Community Corner
Letter to the Editor: Senator's Statement On FEMA, Law Firms Confusing
The letter writer is the lead attorney in a national firm handling reopened Sandy cases and is offering an information session this week.

The following letter was received in response to an article this week published on the Patch, where Sen. Robert Menendez warned residents to alert to possible Sandy scams as a result of the Federal Emergency Management Administration allowing the reopening of 142,000 claims.
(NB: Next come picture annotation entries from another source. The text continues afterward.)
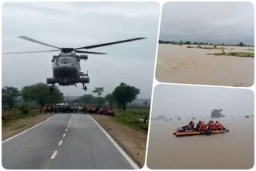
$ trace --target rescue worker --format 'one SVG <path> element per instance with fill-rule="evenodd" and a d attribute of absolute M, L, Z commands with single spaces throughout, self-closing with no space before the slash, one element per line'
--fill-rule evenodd
<path fill-rule="evenodd" d="M 226 128 L 222 125 L 222 124 L 221 124 L 218 121 L 216 121 L 215 123 L 216 123 L 216 129 L 217 130 L 226 130 Z"/>
<path fill-rule="evenodd" d="M 206 128 L 207 128 L 206 124 L 205 124 L 204 122 L 202 121 L 201 124 L 200 124 L 199 131 L 200 132 L 204 132 L 204 131 L 206 130 Z"/>
<path fill-rule="evenodd" d="M 216 124 L 214 123 L 214 121 L 211 121 L 210 125 L 211 131 L 216 130 Z"/>
<path fill-rule="evenodd" d="M 192 121 L 190 121 L 187 125 L 182 126 L 182 128 L 184 130 L 194 130 L 194 123 Z"/>
<path fill-rule="evenodd" d="M 199 131 L 199 129 L 200 129 L 200 125 L 202 124 L 202 121 L 199 121 L 198 123 L 197 123 L 197 125 L 195 127 L 195 130 L 196 131 Z"/>

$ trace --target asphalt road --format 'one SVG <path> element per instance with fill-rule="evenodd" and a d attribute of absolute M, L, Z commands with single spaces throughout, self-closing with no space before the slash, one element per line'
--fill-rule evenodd
<path fill-rule="evenodd" d="M 8 169 L 134 169 L 85 114 L 56 114 L 2 146 Z"/>

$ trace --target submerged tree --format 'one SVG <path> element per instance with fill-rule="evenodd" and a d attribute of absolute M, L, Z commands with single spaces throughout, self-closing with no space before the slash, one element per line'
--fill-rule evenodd
<path fill-rule="evenodd" d="M 222 113 L 222 109 L 213 109 L 213 110 L 211 111 L 211 115 L 210 115 L 210 117 L 217 117 L 217 118 L 218 118 L 218 117 L 225 117 L 225 115 L 223 115 L 223 114 Z"/>

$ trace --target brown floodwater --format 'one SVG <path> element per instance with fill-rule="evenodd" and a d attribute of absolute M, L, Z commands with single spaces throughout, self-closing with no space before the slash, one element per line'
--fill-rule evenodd
<path fill-rule="evenodd" d="M 224 48 L 225 52 L 253 52 L 247 50 L 248 47 Z M 172 83 L 252 86 L 254 58 L 207 54 L 221 52 L 221 50 L 187 48 L 186 45 L 159 44 L 156 78 Z"/>
<path fill-rule="evenodd" d="M 180 137 L 173 135 L 173 132 L 187 124 L 189 119 L 151 121 L 147 166 L 159 169 L 252 168 L 254 164 L 254 117 L 226 117 L 218 121 L 230 129 L 229 133 Z"/>

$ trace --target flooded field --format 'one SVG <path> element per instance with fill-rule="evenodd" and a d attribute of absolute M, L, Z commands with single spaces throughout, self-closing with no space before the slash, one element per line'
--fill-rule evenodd
<path fill-rule="evenodd" d="M 249 47 L 224 47 L 226 53 L 254 52 L 248 50 L 253 49 Z M 159 82 L 173 83 L 252 86 L 254 58 L 207 54 L 221 52 L 220 49 L 187 48 L 186 45 L 159 44 L 156 78 Z"/>
<path fill-rule="evenodd" d="M 205 121 L 210 119 L 205 118 Z M 173 135 L 178 127 L 188 124 L 189 121 L 151 121 L 147 157 L 149 168 L 246 169 L 254 166 L 254 117 L 218 119 L 230 129 L 225 134 L 181 137 Z"/>

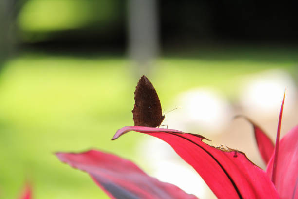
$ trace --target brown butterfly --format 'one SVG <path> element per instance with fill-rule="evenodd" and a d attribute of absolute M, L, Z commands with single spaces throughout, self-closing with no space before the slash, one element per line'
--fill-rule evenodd
<path fill-rule="evenodd" d="M 135 126 L 156 127 L 165 119 L 159 98 L 153 85 L 143 75 L 139 80 L 134 91 L 134 105 L 132 110 Z"/>

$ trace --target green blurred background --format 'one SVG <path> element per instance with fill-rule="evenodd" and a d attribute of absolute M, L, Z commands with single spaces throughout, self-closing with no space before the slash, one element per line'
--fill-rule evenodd
<path fill-rule="evenodd" d="M 206 86 L 236 106 L 242 77 L 269 69 L 297 80 L 298 31 L 284 23 L 297 14 L 273 14 L 291 5 L 261 13 L 266 5 L 248 1 L 1 1 L 0 198 L 16 198 L 26 180 L 36 199 L 106 197 L 86 174 L 59 162 L 57 151 L 95 148 L 149 169 L 136 152 L 144 135 L 110 140 L 133 125 L 141 74 L 166 110 L 175 108 L 179 93 Z M 136 10 L 152 15 L 136 21 Z"/>

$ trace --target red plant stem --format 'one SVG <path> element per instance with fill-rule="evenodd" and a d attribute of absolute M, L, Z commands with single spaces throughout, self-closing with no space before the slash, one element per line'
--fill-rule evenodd
<path fill-rule="evenodd" d="M 279 125 L 278 126 L 278 131 L 276 135 L 276 140 L 275 141 L 275 150 L 274 151 L 274 161 L 273 162 L 273 169 L 272 171 L 272 176 L 271 181 L 273 184 L 275 184 L 276 178 L 276 169 L 277 167 L 278 157 L 279 155 L 279 139 L 280 138 L 280 128 L 281 127 L 281 119 L 282 118 L 282 112 L 283 112 L 283 104 L 284 104 L 284 98 L 285 96 L 285 89 L 283 95 L 283 100 L 280 108 L 280 113 L 279 113 Z"/>

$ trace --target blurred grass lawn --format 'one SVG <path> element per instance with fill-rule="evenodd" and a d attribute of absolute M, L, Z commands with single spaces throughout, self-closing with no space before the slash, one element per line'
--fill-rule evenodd
<path fill-rule="evenodd" d="M 163 109 L 169 110 L 175 95 L 187 89 L 213 87 L 232 100 L 242 75 L 281 67 L 294 74 L 297 64 L 297 59 L 241 56 L 168 57 L 159 60 L 154 75 L 148 77 Z M 62 164 L 53 152 L 94 147 L 138 161 L 134 146 L 144 135 L 131 133 L 110 140 L 117 129 L 133 124 L 138 78 L 129 64 L 119 57 L 53 55 L 7 62 L 0 79 L 0 198 L 15 198 L 25 179 L 32 181 L 36 199 L 106 197 L 86 173 Z"/>

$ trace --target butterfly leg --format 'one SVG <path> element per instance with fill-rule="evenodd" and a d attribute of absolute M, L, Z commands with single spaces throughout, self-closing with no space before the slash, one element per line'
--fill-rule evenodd
<path fill-rule="evenodd" d="M 168 125 L 167 124 L 161 124 L 159 126 L 158 126 L 158 127 L 159 127 L 159 126 L 167 126 L 167 128 L 168 128 Z"/>

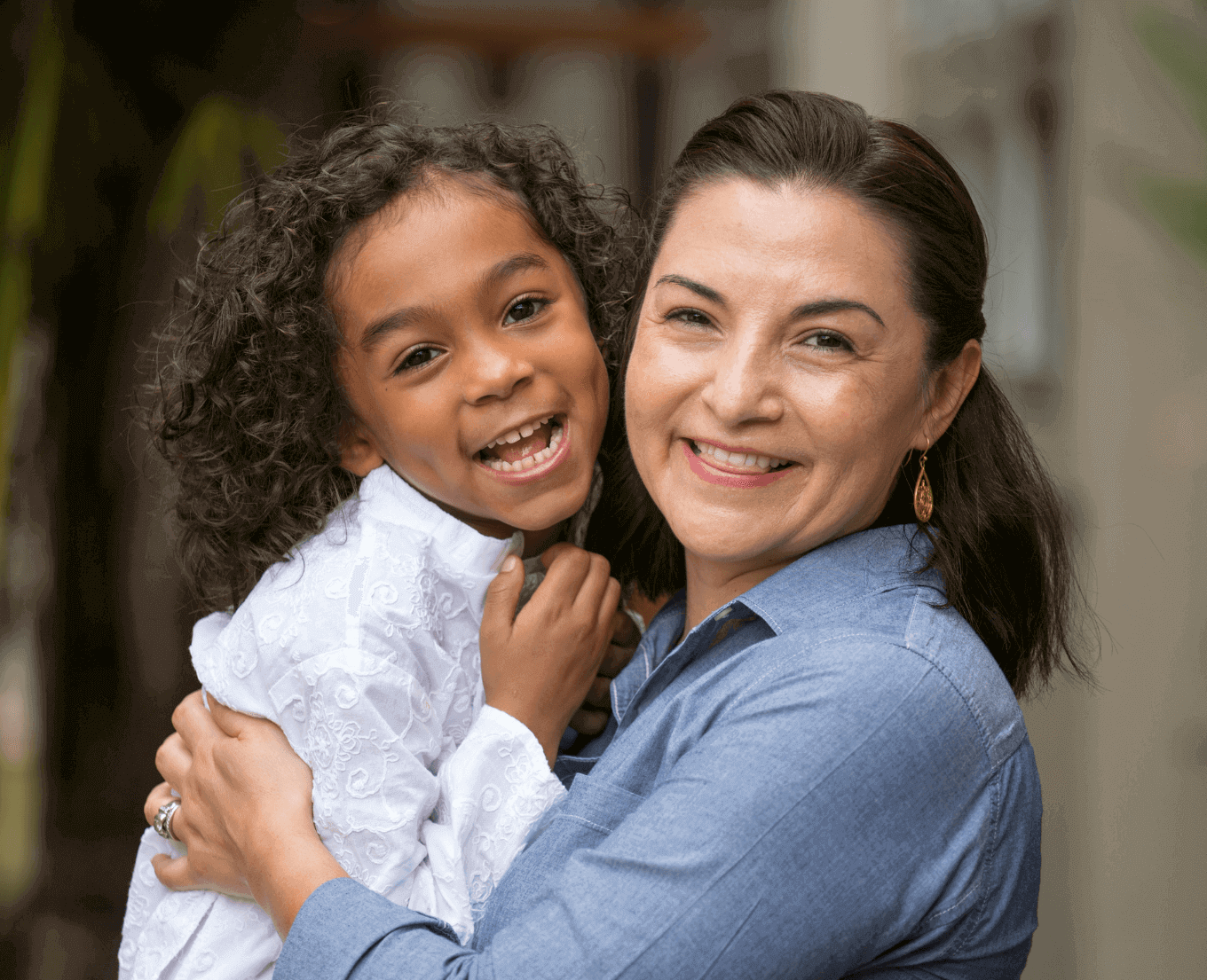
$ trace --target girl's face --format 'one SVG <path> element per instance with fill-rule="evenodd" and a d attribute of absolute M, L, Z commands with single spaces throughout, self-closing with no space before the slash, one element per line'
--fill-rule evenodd
<path fill-rule="evenodd" d="M 926 344 L 896 241 L 850 198 L 739 178 L 688 198 L 649 277 L 625 417 L 689 574 L 774 570 L 871 524 L 980 364 L 957 358 L 951 387 L 947 369 L 927 377 Z"/>
<path fill-rule="evenodd" d="M 573 272 L 518 201 L 436 178 L 349 235 L 331 270 L 346 469 L 389 463 L 494 536 L 582 506 L 607 371 Z"/>

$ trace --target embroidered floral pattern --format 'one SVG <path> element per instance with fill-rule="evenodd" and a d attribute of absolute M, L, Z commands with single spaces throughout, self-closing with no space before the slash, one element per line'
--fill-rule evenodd
<path fill-rule="evenodd" d="M 483 708 L 478 626 L 501 546 L 383 468 L 233 616 L 193 632 L 208 694 L 278 722 L 310 765 L 315 827 L 348 874 L 462 939 L 565 792 L 532 734 Z M 148 834 L 121 978 L 270 975 L 280 941 L 268 916 L 165 890 L 150 859 L 167 841 Z"/>

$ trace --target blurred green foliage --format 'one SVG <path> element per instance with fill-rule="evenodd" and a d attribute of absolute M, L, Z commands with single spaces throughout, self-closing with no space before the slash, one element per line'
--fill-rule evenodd
<path fill-rule="evenodd" d="M 1207 0 L 1197 5 L 1207 12 Z M 1155 7 L 1143 10 L 1135 27 L 1139 42 L 1182 92 L 1207 137 L 1207 31 Z M 1137 193 L 1174 241 L 1207 264 L 1207 180 L 1147 175 Z"/>
<path fill-rule="evenodd" d="M 4 147 L 0 174 L 0 586 L 7 583 L 5 530 L 8 515 L 8 474 L 12 462 L 16 400 L 16 353 L 25 335 L 33 305 L 30 246 L 46 218 L 46 188 L 64 75 L 63 36 L 53 2 L 42 8 L 29 54 L 25 88 L 17 124 Z M 7 626 L 7 624 L 5 624 Z M 5 665 L 5 664 L 0 664 Z M 8 692 L 12 700 L 14 692 Z M 8 726 L 21 723 L 27 706 L 0 704 Z M 41 780 L 37 759 L 27 739 L 0 745 L 0 906 L 13 903 L 37 872 L 37 818 Z"/>
<path fill-rule="evenodd" d="M 63 36 L 54 5 L 47 2 L 34 35 L 29 71 L 17 125 L 4 151 L 7 177 L 2 198 L 0 242 L 0 554 L 7 514 L 8 465 L 12 446 L 13 352 L 25 333 L 31 305 L 30 245 L 41 234 L 46 216 L 46 184 L 51 172 L 54 130 L 63 87 Z"/>
<path fill-rule="evenodd" d="M 251 112 L 225 95 L 206 95 L 193 108 L 168 157 L 147 210 L 147 228 L 180 228 L 197 189 L 205 195 L 205 221 L 216 225 L 244 178 L 244 149 L 264 171 L 285 159 L 285 134 L 263 112 Z"/>

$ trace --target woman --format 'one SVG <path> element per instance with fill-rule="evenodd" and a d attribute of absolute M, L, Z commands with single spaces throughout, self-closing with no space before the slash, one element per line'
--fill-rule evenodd
<path fill-rule="evenodd" d="M 985 270 L 909 128 L 806 93 L 705 124 L 617 399 L 617 571 L 686 589 L 473 946 L 343 878 L 276 729 L 196 696 L 163 880 L 253 894 L 282 978 L 1018 976 L 1040 800 L 1011 687 L 1080 667 L 1057 498 L 980 365 Z"/>

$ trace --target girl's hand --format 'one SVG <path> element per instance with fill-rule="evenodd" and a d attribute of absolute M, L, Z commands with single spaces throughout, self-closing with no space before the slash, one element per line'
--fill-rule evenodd
<path fill-rule="evenodd" d="M 284 935 L 319 885 L 344 876 L 314 829 L 310 769 L 270 721 L 240 715 L 200 692 L 173 712 L 176 733 L 156 753 L 167 780 L 147 797 L 150 823 L 180 792 L 171 832 L 188 853 L 157 855 L 169 888 L 251 896 Z"/>
<path fill-rule="evenodd" d="M 608 575 L 606 558 L 572 545 L 554 545 L 541 558 L 548 573 L 518 616 L 523 563 L 508 558 L 490 583 L 482 683 L 486 704 L 527 726 L 552 767 L 608 652 L 620 583 Z"/>

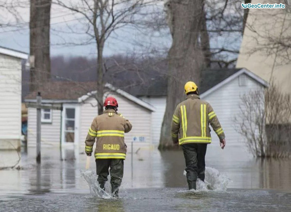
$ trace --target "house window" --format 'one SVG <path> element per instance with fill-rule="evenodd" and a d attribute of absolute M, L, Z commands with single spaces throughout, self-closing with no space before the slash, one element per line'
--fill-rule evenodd
<path fill-rule="evenodd" d="M 246 76 L 242 75 L 239 76 L 239 85 L 240 86 L 246 86 Z"/>
<path fill-rule="evenodd" d="M 42 123 L 51 123 L 51 109 L 41 109 L 41 122 Z"/>

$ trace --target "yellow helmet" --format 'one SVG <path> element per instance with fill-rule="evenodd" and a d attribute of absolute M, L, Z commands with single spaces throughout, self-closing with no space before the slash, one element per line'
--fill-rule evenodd
<path fill-rule="evenodd" d="M 198 87 L 194 82 L 189 81 L 186 83 L 184 88 L 185 93 L 187 94 L 189 92 L 196 91 Z"/>

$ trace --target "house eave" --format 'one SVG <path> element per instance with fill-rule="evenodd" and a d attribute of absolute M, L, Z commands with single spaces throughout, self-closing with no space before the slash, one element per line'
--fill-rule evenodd
<path fill-rule="evenodd" d="M 234 74 L 233 75 L 232 75 L 231 76 L 229 76 L 228 77 L 226 78 L 224 80 L 220 82 L 219 83 L 218 83 L 216 85 L 213 86 L 211 89 L 208 90 L 208 91 L 206 91 L 205 92 L 200 94 L 200 98 L 205 98 L 206 96 L 208 96 L 210 93 L 212 93 L 213 92 L 214 92 L 215 91 L 217 91 L 218 89 L 219 89 L 221 87 L 222 87 L 224 85 L 226 84 L 229 82 L 234 79 L 236 77 L 238 77 L 240 75 L 241 75 L 243 74 L 246 74 L 246 75 L 250 76 L 251 78 L 256 80 L 257 82 L 258 82 L 259 83 L 261 84 L 263 86 L 264 86 L 265 88 L 267 88 L 269 86 L 269 83 L 268 83 L 268 82 L 267 82 L 266 81 L 265 81 L 264 80 L 262 79 L 261 77 L 260 77 L 259 76 L 255 75 L 255 74 L 254 74 L 253 73 L 252 73 L 249 70 L 243 68 L 241 69 L 240 71 L 239 71 L 237 73 Z"/>
<path fill-rule="evenodd" d="M 142 100 L 140 99 L 139 99 L 137 97 L 136 97 L 134 96 L 133 96 L 129 93 L 121 90 L 121 89 L 116 89 L 112 85 L 109 83 L 106 83 L 105 85 L 105 88 L 109 89 L 110 91 L 116 92 L 117 93 L 121 95 L 122 96 L 125 97 L 127 99 L 129 99 L 130 101 L 132 101 L 133 102 L 137 104 L 138 105 L 142 106 L 146 108 L 146 109 L 150 110 L 152 112 L 155 112 L 156 110 L 156 107 L 151 105 Z M 87 93 L 86 94 L 84 95 L 81 97 L 78 98 L 78 101 L 79 103 L 81 103 L 85 101 L 87 99 L 90 97 L 92 96 L 92 94 L 95 94 L 97 93 L 97 91 L 93 91 L 92 92 L 90 92 Z"/>
<path fill-rule="evenodd" d="M 26 54 L 24 52 L 21 52 L 19 51 L 16 51 L 1 46 L 0 46 L 0 54 L 8 55 L 23 60 L 28 59 L 28 54 Z"/>
<path fill-rule="evenodd" d="M 27 99 L 24 100 L 25 103 L 36 103 L 35 99 Z M 60 103 L 74 103 L 78 104 L 79 102 L 76 100 L 65 100 L 65 99 L 43 99 L 41 100 L 42 103 L 46 104 L 60 104 Z"/>

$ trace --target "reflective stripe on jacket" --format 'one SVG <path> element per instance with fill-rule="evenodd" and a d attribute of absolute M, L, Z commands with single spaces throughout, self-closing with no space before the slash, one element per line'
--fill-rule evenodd
<path fill-rule="evenodd" d="M 198 95 L 187 95 L 179 104 L 173 116 L 171 136 L 174 143 L 210 143 L 210 124 L 219 139 L 225 137 L 215 113 L 209 103 Z"/>
<path fill-rule="evenodd" d="M 126 157 L 124 133 L 132 126 L 128 120 L 113 109 L 106 110 L 93 120 L 85 141 L 86 153 L 93 151 L 97 140 L 96 159 L 123 159 Z"/>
The letter is from August Matteis, partner and chairman of Weisbrod, Matteis & Copley, a highly-regarded law firm in the nation’s capital with unique experience in disaster recovery cases. Matteis is the lead attorney in the firm’s representation of homeowners with properties that sustained damage as a result of Hurricane Sandy:
“After Hurricane Katrina, I fought for seven years and proved a FEMA insurance company defrauded the US government in Mississippi. I can say with experience that FEMA and its insurers cannot be trusted: they worked together to assure Katrina homeowners were not fully paid. Today it’s clear they did it again after Hurricane Sandy. While our clients appreciate the role many elected officials played in helping to reopen their cases, Senator Bob Menendez’s statement today is confusing. If the Senator suggests homeowners should not retain lawyers to handle their re-opened FEMA claims, thousands of Gulf Coast homeowners would completely disagree. They know FEMA was a part of their problem, just as they are in New Jersey.
There is clearly fraud in this matter; everything must be examined from scratch. Instead, FEMA has made it clear they will not hire a neutral adjuster to visit damaged homes and assess what damage really occurred. Sandy homeowners without representation may never know how much of their money they’ve left on the table.
To tell people that FEMA and its insurers will do the right thing for homeowners this time around is either naïve, political, or both. And for Senator Menendez to call vastly experienced disaster recovery attorneys “scam-artists”? That’s just flat out ironic.”